Your domain's CreateShipment command, Shipment aggregate, and all handlers remain unchanged. The schema change is absorbed by the subscriber.


Error Handling

External events may be malformed, carry unexpected data, or reference entities that don't exist in your domain:

@domain.subscriber(channel="orders")
class OrderEventsSubscriber(BaseSubscriber):

    @handle(ExternalOrderPlaced)
    def on_order_placed(self, event: ExternalOrderPlaced):
        # Validate the external data before trusting it
        if not event.order_id:
            logger.warning(
                f"Received OrderPlaced without order_id, skipping"
            )
            return

        if not event.items:
            logger.warning(
                f"Received OrderPlaced with no items for {event.order_id}"
            )
            return

        try:
            current_domain.process(
                CreateShipment(
                    order_id=event.order_id,
                    customer_id=event.customer_id,
                    items=event.items,
                )
            )
        except ValidationError as e:
            logger.error(
                f"Failed to process OrderPlaced {event.order_id}: {e}"
            )
            # Don't re-raise -- the external event was received,
            # the error is in our translation or domain rules.
            # Log for investigation rather than blocking the subscription.

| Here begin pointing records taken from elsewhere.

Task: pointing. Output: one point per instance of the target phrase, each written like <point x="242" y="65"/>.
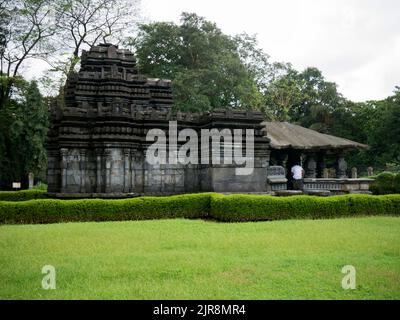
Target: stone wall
<point x="97" y="141"/>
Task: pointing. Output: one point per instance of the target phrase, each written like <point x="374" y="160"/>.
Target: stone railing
<point x="338" y="186"/>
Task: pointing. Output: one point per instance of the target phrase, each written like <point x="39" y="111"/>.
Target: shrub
<point x="55" y="210"/>
<point x="386" y="183"/>
<point x="22" y="195"/>
<point x="203" y="205"/>
<point x="254" y="208"/>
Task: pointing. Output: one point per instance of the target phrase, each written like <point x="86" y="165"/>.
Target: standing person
<point x="297" y="175"/>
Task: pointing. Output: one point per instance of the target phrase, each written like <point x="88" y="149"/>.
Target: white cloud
<point x="356" y="43"/>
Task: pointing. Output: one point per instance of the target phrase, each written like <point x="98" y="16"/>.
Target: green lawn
<point x="195" y="259"/>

Key principle: Never trust external data. Validate it at the subscriber boundary before passing it into your domain.


Anti-Patterns

Importing Event Classes from the External Domain

# Anti-pattern: importing from another domain
from order_domain.events import OrderPlaced

@domain.subscriber(channel="orders")
class OrderEventsSubscriber(BaseSubscriber):

    @handle(OrderPlaced)  # Direct dependency on external code
    def on_order_placed(self, event: OrderPlaced):
        ...

This creates a code-level dependency. Your domain can't deploy without the Order domain's code. See Sharing Event Classes Across Domains for alternatives.

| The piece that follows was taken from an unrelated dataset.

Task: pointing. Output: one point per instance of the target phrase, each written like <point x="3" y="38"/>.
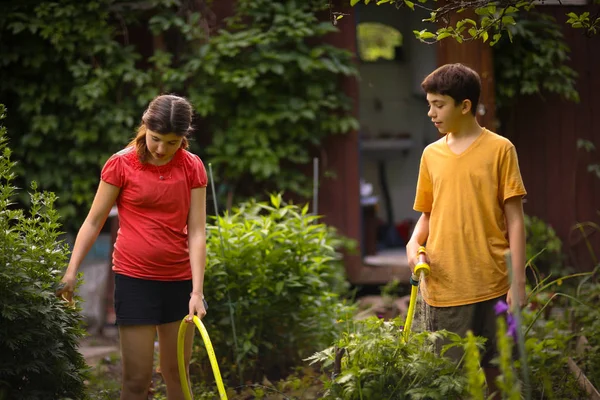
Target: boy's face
<point x="445" y="114"/>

Processing External Events Without Translation

# Anti-pattern: using external event directly in handler
@domain.event_handler(part_of=Shipment)
class ShipmentEventHandler(BaseEventHandler):

    @handle(ExternalOrderPlaced)  # External event in an internal handler
    def on_order_placed(self, event: ExternalOrderPlaced):
        shipment = Shipment(
            order_id=event.order_id,
            items=event.items,  # External field structure leaks in
        )
        ...

The internal event handler now depends on the external event's structure. Use a subscriber to translate first.

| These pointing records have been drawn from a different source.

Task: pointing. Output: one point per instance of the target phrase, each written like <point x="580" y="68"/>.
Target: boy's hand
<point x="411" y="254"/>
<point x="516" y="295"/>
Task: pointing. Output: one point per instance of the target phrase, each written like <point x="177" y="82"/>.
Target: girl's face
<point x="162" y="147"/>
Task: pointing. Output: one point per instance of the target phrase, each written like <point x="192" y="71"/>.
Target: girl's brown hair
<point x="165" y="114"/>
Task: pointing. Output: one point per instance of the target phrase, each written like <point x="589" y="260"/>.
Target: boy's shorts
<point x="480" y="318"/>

Calling Back to the External Domain

# Anti-pattern: calling external API from subscriber
@handle(ExternalOrderPlaced)
def on_order_placed(self, event: ExternalOrderPlaced):
    # DON'T call back to the Order domain's API
    order_details = requests.get(
        f"http://order-service/orders/{event.order_id}"
    )
    ...

If the subscriber needs more data than the event carries, either request that the external domain enrich its events (see Design Events for Consumers) or maintain a local projection of the external data.


Summary

Aspect Direct Consumption Subscriber Translation
External schema coupling High (throughout domain) Low (subscriber only)
Language alignment External terms leak in Your domain's terms
Deployment independence Low (must deploy together) High (subscriber absorbs changes)
Error handling Scattered Centralized in subscriber
Testability External dependency in tests Mock external, test internal

The principle: subscribers are anti-corruption layers. They receive external events, translate them into your domain's language, and dispatch internal commands or events. Nothing downstream knows or cares that the stimulus came from outside.